If the problem has been resolved by an update of pingora, please disregard it.
// ver. 0.3.0
async fn request_filter(&self, session: &mut Session, ctx: &mut Self::CTX) -> Result<bool>
where
Self::CTX: Send + Sync
{
// any process...
session.enable_retry_buffering();
session.read_body_or_idle(false).await.unwrap().unwrap();
let request_body = session.get_retry_buffer();
// any process...
}
@maclo2012 Yeah, this looks like a solution, but the crucial thing is to not keep the whole body in RAM at once, but instead to be able to write it to a temporary file (say, if the requests are quite large)
I was facing the same situation, but found that the following code can successfully process the request while getting the request body.
If the problem has been resolved by an update of pingora, please disregard it.
// ver. 0.3.0 async fn request_filter(&self, session: &mut Session, ctx: &mut Self::CTX) -> Result<bool> where Self::CTX: Send + Sync { // any process... session.enable_retry_buffering(); session.read_body_or_idle(false).await.unwrap().unwrap(); let request_body = session.get_retry_buffer(); // any process... }
That actually fixes my issue too.
@maclo2012 If the request body content is small, there's no problem, but what should be done if the request body content is large?
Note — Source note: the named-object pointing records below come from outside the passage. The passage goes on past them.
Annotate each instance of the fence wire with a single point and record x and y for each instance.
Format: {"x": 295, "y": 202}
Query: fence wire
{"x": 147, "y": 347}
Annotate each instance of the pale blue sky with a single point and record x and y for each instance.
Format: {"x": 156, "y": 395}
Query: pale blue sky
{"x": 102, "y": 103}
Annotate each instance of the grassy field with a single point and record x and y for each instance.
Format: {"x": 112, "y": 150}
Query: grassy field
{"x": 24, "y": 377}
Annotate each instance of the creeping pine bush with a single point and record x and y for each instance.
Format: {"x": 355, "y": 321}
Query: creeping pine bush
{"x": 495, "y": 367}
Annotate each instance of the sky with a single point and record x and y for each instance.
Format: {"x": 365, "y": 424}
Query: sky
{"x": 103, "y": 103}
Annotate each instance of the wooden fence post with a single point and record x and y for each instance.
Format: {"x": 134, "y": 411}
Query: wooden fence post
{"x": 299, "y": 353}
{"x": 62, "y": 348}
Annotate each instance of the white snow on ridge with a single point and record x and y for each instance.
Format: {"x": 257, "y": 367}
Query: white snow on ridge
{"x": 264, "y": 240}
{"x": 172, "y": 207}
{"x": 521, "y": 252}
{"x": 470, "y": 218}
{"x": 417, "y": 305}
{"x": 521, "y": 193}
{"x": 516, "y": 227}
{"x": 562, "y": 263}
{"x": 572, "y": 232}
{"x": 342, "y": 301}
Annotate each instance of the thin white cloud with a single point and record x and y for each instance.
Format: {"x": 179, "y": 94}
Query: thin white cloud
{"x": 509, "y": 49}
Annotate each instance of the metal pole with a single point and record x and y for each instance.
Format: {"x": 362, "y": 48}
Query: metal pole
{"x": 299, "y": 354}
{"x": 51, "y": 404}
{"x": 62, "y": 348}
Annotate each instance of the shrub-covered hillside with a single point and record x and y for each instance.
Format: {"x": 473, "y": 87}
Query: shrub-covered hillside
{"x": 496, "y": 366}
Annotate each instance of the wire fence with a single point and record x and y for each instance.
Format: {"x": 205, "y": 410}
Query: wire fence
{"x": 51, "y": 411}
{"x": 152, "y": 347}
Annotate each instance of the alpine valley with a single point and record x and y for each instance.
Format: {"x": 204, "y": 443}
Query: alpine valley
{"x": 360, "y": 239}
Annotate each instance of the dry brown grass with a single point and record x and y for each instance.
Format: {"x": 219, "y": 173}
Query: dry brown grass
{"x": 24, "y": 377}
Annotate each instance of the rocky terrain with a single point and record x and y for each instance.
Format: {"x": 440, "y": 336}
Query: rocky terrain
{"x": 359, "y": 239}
This seems to only read a small portion of the request body. It needs to read in a loop, but after looping, it cannot call session.get_retry_buffer to return the content.
@maclo2012 , @netrice This solution does only work for a body size up to 64 KiBi. Otherwise the retry buffer will be truncated.
This does seem to be an issue, but would it be feasible to increase the retry buffer to a sufficiently large value? In my case, the body is relatively small than 64K.
We added a feature flag to use a spoolfile as a retry buffer here: https://github.com/lindenbaum/pingora/tree/feature/retry_buffer_tempfile
We didn't open a PR, because
- Its probably a niche use case
- We are handling AI requests to LLMs, which will take long anyway, so we didn't mind totally destroying pingoras performance by waiting for the writes to disk to happen before the proxy event loop continues and waiting for the disk load to happen before entering the proxy event loop. One could mitigate this by using an actor and a task queue for the writes and altering the event loop not to send the whole retry buffer at the top, but reading it piece by piece and sending the individual pieces before reading the next one, giving upstream the possibility to send a piece of the response before we event sent the whole retry_buffer (a bit like it is done with caching, but way less complex).
So if you want to try it out, keep that in mind.